Millikin Student Forges His Own Future


Photo by Athena Pajer

Metal turns red-hot in a primitive forge as sophomore Alex Bergland stokes the flame.


Some people stand out. They accomplish incredible things and approach the world in ways out-of-place or even a bit scary.

“There are only two sure things that’ll happen in a bladesmith shop: burning and cutting,” Alexander Bergland, a sophomore pursuing an interdepartmental degree, said as he stoked a raging fire. “There are plenty of both.”

Bergland makes knives from scratch. It’s a practice that might seem peculiar to many, but Bergland is a guy who doesn’t let other peoples’ opinions determine what he learns and the passions he follows.

“I think more than anything, Alex inspires me to take hold of things that I find valuable and to continue to chase after those things more than just things that I just find practical,” Zach McReynolds, a sophomore Entrepreneurship major and Bergland’s close friend said.

Bergland dedicated a large piece of his semester to operating a primitive forge in the 3D Arts building on the Northeast side of campus. He spent hours on Tuesday and Thursday afternoons turning discarded pieces of metal—primarily old wrenches and rebar—into blades.

He fires the steel until the point it’s red-hot, hammers it, “quenches” the steel with oil, making it hard and shiny, and then finishes the edge. After working with the blade, he carves and fastens handles made out of exotic wood and gives them sheaths.

It’s a long process and each step might take hours or even days. The forge itself is little more than a firepit with an electric fan – to help the flame burn hotter – attached to the side. The rest of the process requires difficult labor.

Alex Bergland putting a final finish on one of his blades

In the end, the blades end up being incredibly high-quality and unique. His own personal blade, for instance, is durable, versatile and sharper than a razor.

This past semester, he created a small collection of blades averaging about six inches long.

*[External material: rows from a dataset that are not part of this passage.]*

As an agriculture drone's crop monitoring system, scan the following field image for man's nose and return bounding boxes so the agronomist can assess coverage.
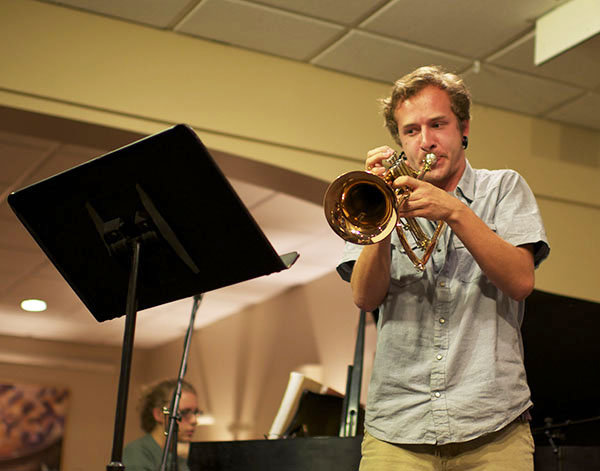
[421,127,435,151]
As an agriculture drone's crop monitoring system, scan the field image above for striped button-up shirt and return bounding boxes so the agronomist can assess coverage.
[338,162,549,445]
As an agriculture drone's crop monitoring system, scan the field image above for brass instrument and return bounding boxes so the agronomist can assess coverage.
[323,153,445,271]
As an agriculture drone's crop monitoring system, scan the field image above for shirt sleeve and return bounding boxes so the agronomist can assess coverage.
[495,170,550,268]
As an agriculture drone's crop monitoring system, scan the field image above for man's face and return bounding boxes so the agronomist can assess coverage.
[177,391,198,442]
[394,86,469,191]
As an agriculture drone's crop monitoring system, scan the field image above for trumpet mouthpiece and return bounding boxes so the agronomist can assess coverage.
[425,153,437,166]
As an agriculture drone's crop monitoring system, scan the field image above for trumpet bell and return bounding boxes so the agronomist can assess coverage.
[323,170,398,245]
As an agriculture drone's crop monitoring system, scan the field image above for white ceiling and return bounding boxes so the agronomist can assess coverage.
[36,0,600,130]
[0,0,600,346]
[0,124,343,347]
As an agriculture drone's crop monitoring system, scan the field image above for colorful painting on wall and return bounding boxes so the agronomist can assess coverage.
[0,381,69,471]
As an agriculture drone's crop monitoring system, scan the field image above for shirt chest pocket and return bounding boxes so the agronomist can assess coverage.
[448,223,496,283]
[390,245,425,290]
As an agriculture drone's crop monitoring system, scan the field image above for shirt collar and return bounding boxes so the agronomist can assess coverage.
[455,159,475,204]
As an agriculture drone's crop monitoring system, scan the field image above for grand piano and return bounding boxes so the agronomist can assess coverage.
[190,290,600,471]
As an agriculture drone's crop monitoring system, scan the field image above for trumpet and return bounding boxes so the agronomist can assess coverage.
[323,153,445,271]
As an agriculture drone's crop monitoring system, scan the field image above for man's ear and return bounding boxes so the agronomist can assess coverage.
[462,119,471,136]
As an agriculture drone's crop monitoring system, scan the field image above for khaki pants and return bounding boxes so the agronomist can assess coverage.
[360,420,534,471]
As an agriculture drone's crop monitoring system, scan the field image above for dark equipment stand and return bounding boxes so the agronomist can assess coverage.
[160,295,202,471]
[188,311,366,471]
[8,125,298,471]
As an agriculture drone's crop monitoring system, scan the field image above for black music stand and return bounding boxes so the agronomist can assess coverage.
[8,125,298,470]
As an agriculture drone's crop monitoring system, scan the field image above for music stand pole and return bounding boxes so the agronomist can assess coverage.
[160,294,202,471]
[106,238,141,471]
[339,310,366,437]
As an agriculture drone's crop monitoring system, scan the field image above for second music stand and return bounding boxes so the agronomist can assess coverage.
[8,125,298,471]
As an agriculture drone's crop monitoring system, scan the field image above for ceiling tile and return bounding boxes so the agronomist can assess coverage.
[246,0,388,25]
[361,0,565,59]
[489,34,600,89]
[23,145,106,186]
[544,92,600,131]
[49,0,197,28]
[312,31,470,83]
[176,0,344,60]
[463,65,581,115]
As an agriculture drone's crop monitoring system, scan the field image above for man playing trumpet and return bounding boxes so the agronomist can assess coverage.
[338,67,549,471]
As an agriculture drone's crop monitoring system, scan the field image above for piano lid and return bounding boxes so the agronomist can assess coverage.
[522,290,600,445]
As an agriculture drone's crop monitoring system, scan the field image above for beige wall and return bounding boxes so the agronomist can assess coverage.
[0,0,600,471]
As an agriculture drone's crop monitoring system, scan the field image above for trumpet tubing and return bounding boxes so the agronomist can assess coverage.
[323,150,444,271]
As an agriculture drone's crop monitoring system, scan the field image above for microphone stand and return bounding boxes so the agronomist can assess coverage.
[160,294,202,471]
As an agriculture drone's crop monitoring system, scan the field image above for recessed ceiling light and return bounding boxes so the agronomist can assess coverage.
[21,299,48,312]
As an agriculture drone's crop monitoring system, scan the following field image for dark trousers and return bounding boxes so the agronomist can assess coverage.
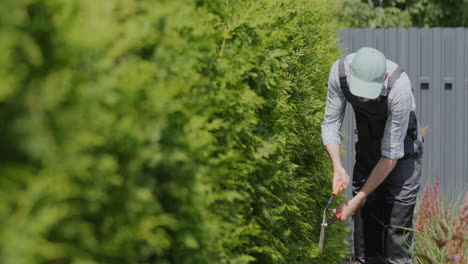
[353,155,421,264]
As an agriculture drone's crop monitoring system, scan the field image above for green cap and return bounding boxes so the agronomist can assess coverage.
[349,47,387,99]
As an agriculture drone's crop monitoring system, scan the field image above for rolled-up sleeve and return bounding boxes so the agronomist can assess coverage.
[382,76,413,159]
[321,61,346,145]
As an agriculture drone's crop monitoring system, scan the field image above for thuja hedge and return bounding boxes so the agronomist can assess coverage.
[0,0,346,264]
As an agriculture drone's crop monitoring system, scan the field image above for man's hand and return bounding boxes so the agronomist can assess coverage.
[333,198,361,222]
[332,166,349,190]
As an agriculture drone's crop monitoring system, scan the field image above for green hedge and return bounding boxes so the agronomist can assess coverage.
[0,0,346,264]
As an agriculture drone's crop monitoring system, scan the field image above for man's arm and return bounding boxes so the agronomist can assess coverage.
[333,156,398,222]
[337,74,413,221]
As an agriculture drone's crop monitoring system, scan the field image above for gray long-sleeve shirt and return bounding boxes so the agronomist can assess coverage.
[322,53,416,159]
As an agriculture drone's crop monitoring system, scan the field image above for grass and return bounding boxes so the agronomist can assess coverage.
[414,176,468,264]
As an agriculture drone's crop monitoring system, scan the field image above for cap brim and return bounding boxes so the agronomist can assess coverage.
[349,76,383,99]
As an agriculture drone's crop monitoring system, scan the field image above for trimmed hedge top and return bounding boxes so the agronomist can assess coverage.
[0,0,346,264]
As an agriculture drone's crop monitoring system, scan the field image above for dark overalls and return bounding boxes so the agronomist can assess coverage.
[338,57,423,264]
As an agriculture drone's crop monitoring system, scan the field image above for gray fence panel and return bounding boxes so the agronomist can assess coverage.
[340,28,468,199]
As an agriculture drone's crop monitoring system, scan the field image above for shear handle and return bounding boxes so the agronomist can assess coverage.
[327,211,341,226]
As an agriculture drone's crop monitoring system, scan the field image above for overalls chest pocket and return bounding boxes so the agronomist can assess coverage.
[403,111,423,159]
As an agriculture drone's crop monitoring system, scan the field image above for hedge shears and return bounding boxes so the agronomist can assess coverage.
[319,179,343,254]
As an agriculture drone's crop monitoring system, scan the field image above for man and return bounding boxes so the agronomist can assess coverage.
[322,47,423,264]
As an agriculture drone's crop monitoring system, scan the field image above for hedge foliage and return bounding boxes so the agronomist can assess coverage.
[0,0,346,264]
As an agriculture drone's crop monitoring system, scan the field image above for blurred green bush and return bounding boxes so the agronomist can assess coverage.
[0,0,346,264]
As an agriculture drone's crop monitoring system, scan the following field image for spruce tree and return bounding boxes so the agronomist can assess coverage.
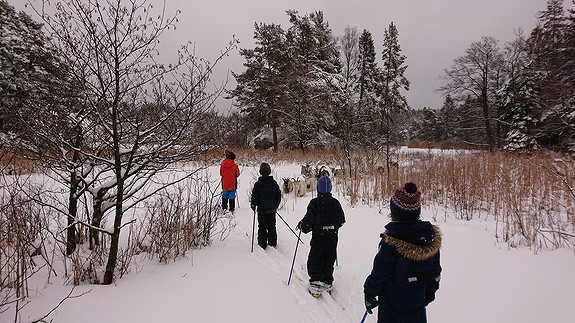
[378,22,409,171]
[229,23,291,151]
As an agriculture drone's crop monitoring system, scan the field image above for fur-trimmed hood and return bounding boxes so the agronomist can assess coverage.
[382,221,441,261]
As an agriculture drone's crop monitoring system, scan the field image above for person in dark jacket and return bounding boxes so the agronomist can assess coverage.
[250,163,282,249]
[363,182,441,323]
[298,176,345,297]
[220,150,240,213]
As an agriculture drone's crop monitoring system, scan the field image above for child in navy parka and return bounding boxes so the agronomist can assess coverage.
[363,182,441,323]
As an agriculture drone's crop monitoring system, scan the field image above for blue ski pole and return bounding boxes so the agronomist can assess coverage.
[288,230,301,286]
[361,310,367,323]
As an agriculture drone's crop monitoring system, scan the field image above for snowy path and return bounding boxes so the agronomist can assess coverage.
[7,166,575,323]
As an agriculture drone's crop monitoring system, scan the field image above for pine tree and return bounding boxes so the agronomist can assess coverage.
[438,37,504,148]
[229,23,291,151]
[529,0,575,151]
[284,10,343,151]
[378,22,409,171]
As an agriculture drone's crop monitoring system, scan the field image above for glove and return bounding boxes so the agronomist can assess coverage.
[425,293,435,306]
[364,294,379,314]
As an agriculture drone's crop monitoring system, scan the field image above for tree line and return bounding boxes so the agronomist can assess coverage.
[228,0,575,155]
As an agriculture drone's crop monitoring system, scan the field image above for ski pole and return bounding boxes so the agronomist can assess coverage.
[252,210,256,252]
[361,310,367,323]
[288,230,303,286]
[276,211,303,243]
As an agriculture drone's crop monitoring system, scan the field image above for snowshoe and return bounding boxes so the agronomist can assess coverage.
[308,281,325,298]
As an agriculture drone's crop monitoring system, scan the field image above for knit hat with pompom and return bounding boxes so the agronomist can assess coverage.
[389,182,421,221]
[260,163,272,176]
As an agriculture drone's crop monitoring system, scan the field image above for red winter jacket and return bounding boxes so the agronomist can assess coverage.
[220,158,240,192]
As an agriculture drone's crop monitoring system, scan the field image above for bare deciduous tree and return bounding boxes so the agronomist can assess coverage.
[27,0,236,284]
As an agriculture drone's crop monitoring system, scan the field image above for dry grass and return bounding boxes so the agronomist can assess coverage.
[227,149,575,251]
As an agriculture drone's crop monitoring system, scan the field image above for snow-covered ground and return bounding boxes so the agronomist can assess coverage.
[7,165,575,323]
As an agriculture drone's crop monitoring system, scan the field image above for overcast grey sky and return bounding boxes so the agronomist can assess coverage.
[158,0,571,108]
[15,0,572,109]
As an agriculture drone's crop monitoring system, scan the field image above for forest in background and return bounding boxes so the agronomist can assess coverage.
[0,0,575,322]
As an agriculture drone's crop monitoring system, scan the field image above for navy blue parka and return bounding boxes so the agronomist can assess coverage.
[364,220,441,323]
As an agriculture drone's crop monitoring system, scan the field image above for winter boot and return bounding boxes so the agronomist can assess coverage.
[226,199,236,213]
[323,283,333,294]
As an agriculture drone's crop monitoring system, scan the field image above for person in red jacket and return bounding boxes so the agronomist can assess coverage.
[220,150,240,212]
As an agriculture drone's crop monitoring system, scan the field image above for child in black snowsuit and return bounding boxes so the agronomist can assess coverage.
[250,163,282,249]
[298,176,345,297]
[363,182,441,323]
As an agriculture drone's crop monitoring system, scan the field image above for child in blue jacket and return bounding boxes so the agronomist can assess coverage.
[363,182,441,323]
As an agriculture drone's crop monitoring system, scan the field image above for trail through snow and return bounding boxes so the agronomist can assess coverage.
[9,165,575,323]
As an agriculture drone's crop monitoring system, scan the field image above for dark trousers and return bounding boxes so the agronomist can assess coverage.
[258,213,278,247]
[307,231,337,284]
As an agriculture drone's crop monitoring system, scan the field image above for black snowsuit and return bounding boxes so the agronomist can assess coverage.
[299,193,345,285]
[363,221,441,323]
[250,176,282,249]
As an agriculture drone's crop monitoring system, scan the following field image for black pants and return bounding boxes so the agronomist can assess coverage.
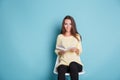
[57,62,83,80]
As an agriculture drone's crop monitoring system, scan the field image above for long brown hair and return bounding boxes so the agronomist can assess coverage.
[61,15,81,41]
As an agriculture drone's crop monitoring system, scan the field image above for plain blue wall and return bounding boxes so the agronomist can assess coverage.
[0,0,120,80]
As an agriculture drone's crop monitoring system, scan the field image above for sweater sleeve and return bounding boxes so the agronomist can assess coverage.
[77,35,82,55]
[55,35,61,55]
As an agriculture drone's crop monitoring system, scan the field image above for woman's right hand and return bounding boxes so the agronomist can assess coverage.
[58,50,65,55]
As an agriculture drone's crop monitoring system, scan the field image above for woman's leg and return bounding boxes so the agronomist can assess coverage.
[57,65,68,80]
[69,62,82,80]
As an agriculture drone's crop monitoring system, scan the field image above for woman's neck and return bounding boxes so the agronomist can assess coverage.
[65,32,71,36]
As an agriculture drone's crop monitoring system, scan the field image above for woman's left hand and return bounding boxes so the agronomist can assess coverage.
[70,48,79,54]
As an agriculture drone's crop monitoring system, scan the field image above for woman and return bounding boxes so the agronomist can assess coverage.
[55,16,83,80]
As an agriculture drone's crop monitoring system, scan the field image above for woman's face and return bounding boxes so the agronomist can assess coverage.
[64,19,72,32]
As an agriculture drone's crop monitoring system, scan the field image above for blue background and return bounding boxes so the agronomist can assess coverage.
[0,0,120,80]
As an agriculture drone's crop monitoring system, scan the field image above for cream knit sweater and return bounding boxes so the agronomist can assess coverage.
[55,34,83,66]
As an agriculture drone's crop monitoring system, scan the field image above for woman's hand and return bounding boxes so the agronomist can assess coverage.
[58,50,65,55]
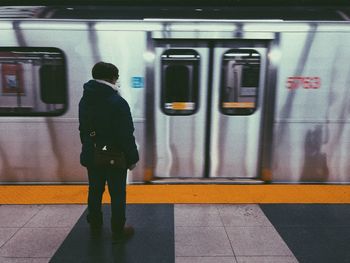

In addition, he sketched a design for a broken-back seax, a middle-length blade he plans to form out of an old metal wood file.

“The broken-back seax has a beautiful shape, good multipurpose in both fighting and trapping,” Bergland said, “And it’s badass.”

The forge itself isn’t big enough for him to create such a big blade, yet, but it’s a pipe dream – perhaps to finish after he returns from studying abroad in the Netherlands – and a nod to his mentor, who taught him about bladesmithing in the first place.

“He was in Iceland for several years and toured Europe with a Viking troupe that did live-action reenactments with real steel,” Bergland said. “He was really into Viking culture and customs.”

Bergland trained as an apprentice with him in Alaska over the summer, learning the skills he needed to pursue bladesmithing. After all, no Millikin course teaches bladesmithing. Bergland truly is blazing a trail with a hot blade.

Not many people can say that they can create knives from scratch and several might wonder why. Those who do might agree that it’s an excellent story to tell. For those who know Alex Bergland, they agree his life is full of these stories because he makes sure he lives them. In that way, people often equate him to a storybook character.          

“Alex is just crazy–if you took Alexander Supertramp from ‘Into the Wild’ and personified him into someone who’s a little bit more tied down to reality than the character in the book is, that would be Alex,” McReynolds said. “Not only are their namesakes similar but they embody the same free-spirited characteristics. They both do things that they want to do because they want to do it. That’s exactly what Alex does.”